In order to be valid a given contour must contain the sample point. The first step is to find the contour’s palm. The biggest convexity defect is found and then the model discards all other convexity defects whose depth is less than 6.6% of the biggest defect depth. A potential hand 5 shape must have between 3 and 8 kept convexity defects. The inner points of these defects are used to find a minimum enclosing circle which is declared to be the palm (Fig. 14).

Fig. 14
figure 14

Open Hand Model Palm Location

The tip points are found by averaging the start and end points of adjacent convexity defects. The angles of each tip point to its corresponding inner points are also measured (Fig. 15).

Fig. 15
figure 15

Open Hand Model Finger Processing (1)

The model then goes through each pair of adjacent convexity defects and their corresponding tip points to determine if the contour protrusion that they represent corresponds to an extended finger (Fig. 16).

Fig. 16
figure 16

Open Hand Model Finger Processing (2)

The finger basepoint is halfway between two adjacent inner points. The shifted finger base point is the point on the palm circle which has the same angle to the palm center as the finger base point. The knuckle point is halfway between the tip point and the shifted finger base point.

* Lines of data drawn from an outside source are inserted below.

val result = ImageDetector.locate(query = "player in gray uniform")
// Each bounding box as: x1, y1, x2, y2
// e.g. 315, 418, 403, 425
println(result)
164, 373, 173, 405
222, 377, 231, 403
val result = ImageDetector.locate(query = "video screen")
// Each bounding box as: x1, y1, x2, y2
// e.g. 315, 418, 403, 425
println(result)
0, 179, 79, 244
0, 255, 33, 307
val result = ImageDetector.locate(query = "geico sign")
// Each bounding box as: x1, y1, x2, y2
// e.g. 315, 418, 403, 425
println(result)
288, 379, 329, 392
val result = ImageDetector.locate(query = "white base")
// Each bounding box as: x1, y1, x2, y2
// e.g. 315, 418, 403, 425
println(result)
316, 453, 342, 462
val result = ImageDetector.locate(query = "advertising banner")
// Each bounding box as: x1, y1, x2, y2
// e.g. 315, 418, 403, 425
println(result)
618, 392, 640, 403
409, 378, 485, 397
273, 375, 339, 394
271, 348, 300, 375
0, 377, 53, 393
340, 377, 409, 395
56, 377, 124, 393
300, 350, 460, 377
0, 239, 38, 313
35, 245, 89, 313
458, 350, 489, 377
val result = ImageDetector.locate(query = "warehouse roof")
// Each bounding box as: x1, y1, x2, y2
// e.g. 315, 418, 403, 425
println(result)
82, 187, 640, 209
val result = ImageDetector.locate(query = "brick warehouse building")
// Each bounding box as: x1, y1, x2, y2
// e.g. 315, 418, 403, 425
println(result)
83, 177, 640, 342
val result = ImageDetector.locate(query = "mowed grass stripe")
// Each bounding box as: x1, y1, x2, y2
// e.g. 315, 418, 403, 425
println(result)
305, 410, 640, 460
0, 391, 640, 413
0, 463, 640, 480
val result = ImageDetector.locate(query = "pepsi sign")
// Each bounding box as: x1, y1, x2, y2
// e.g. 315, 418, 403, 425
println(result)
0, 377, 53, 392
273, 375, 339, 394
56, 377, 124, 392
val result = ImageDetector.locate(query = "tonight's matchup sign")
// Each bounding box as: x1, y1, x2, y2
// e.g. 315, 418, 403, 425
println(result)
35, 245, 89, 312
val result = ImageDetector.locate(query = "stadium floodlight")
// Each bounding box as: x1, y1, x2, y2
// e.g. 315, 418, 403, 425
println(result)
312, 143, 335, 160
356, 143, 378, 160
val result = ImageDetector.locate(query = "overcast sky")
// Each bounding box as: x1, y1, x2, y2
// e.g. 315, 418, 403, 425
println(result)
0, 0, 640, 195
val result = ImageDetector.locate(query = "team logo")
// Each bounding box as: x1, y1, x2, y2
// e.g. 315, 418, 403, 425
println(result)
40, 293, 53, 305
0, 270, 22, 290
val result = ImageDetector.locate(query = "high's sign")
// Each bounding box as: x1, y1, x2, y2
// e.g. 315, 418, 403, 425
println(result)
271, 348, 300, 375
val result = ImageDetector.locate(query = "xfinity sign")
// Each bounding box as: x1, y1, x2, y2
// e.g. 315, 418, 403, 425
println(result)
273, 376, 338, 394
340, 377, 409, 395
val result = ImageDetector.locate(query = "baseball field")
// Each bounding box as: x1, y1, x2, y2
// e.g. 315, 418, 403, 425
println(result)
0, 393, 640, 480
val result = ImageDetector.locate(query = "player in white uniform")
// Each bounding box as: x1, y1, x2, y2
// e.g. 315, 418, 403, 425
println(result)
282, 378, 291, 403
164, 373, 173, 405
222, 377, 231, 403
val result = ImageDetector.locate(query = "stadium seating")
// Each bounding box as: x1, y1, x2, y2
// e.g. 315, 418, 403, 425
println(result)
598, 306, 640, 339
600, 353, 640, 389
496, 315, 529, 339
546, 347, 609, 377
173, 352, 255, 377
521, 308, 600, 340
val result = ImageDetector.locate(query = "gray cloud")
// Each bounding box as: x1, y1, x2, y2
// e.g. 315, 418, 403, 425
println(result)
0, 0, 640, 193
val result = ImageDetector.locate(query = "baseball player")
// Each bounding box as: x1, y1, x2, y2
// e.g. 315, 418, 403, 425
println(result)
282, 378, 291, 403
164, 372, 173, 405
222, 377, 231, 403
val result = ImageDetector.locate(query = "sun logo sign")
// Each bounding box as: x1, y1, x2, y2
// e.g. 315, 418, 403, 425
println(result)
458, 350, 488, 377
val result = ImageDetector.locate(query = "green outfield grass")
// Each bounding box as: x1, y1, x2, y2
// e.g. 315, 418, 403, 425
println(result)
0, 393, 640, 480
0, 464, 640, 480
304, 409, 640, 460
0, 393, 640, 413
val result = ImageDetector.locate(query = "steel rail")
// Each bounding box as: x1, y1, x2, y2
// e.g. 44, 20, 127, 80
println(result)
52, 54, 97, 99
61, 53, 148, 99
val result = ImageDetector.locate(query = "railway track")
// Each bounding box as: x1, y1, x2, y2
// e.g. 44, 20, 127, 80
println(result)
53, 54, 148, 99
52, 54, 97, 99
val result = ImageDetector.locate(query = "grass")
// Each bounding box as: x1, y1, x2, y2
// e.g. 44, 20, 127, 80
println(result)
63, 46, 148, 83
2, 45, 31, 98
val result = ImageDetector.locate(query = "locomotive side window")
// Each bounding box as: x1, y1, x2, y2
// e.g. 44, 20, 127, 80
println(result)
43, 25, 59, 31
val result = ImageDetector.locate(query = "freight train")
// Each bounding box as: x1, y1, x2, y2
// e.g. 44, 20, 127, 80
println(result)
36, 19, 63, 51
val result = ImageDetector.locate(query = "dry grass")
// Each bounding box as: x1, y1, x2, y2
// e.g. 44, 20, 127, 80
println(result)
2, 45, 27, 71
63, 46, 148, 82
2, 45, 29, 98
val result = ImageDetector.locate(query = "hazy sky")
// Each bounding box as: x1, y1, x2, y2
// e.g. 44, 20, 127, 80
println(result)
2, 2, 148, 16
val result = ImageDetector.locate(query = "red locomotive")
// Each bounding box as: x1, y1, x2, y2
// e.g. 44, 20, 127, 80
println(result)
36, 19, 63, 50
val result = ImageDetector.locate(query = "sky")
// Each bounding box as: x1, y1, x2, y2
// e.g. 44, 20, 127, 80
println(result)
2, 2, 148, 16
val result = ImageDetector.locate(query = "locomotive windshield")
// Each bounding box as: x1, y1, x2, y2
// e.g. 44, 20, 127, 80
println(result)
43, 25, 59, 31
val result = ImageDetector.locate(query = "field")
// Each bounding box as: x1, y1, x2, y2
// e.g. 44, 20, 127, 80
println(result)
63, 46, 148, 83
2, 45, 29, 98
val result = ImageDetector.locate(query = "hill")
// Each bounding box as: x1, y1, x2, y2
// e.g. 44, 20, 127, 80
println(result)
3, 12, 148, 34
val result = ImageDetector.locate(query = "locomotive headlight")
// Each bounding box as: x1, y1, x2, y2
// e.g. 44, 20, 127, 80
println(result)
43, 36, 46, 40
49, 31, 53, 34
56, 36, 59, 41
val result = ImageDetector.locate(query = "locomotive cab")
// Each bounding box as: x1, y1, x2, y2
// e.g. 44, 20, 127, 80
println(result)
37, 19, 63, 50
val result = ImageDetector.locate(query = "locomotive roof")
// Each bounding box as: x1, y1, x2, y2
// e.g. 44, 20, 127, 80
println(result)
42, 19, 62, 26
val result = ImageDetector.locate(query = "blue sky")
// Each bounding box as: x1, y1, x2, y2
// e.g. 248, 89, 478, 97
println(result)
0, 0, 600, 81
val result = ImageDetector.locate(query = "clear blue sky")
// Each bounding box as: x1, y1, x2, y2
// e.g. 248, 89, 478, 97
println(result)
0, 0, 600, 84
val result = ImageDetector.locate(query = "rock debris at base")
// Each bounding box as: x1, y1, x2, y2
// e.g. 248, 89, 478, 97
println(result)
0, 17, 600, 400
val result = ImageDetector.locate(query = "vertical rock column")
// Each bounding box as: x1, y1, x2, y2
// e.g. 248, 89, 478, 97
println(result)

All of the relationships that are presented are evaluated with the model equations to determine if a given tip point represents a valid extended visible finger. This enforces the angle and proportion limits of the model.

Once the valid finger points of a contour have been found the number of consecutive finger points are found. Consecutive finger points are adjacent valid finger points that form an angle between themselves and their intermediate inner point of 45 degrees of less. A contour shape is declared to be a hand 5 shape if it has either 4 or 5 valid finger points or at least 3 consecutive finger points. These conditions are designed to ensure quick recognition in the presence of noise. If a contour shape is found to be a hand 5 shape then the open hand model returns true.

4.4 The general hand model

The general hand contour model is a series of geometric tests that is used for validating the hand L and hand I gestures. The model takes a sample point and a back projection as input and outputs the visible extended finger count of a valid hand contour if one is found. Due to space constraints the details of the model equations will be omitted here. The full models equations are available at [67].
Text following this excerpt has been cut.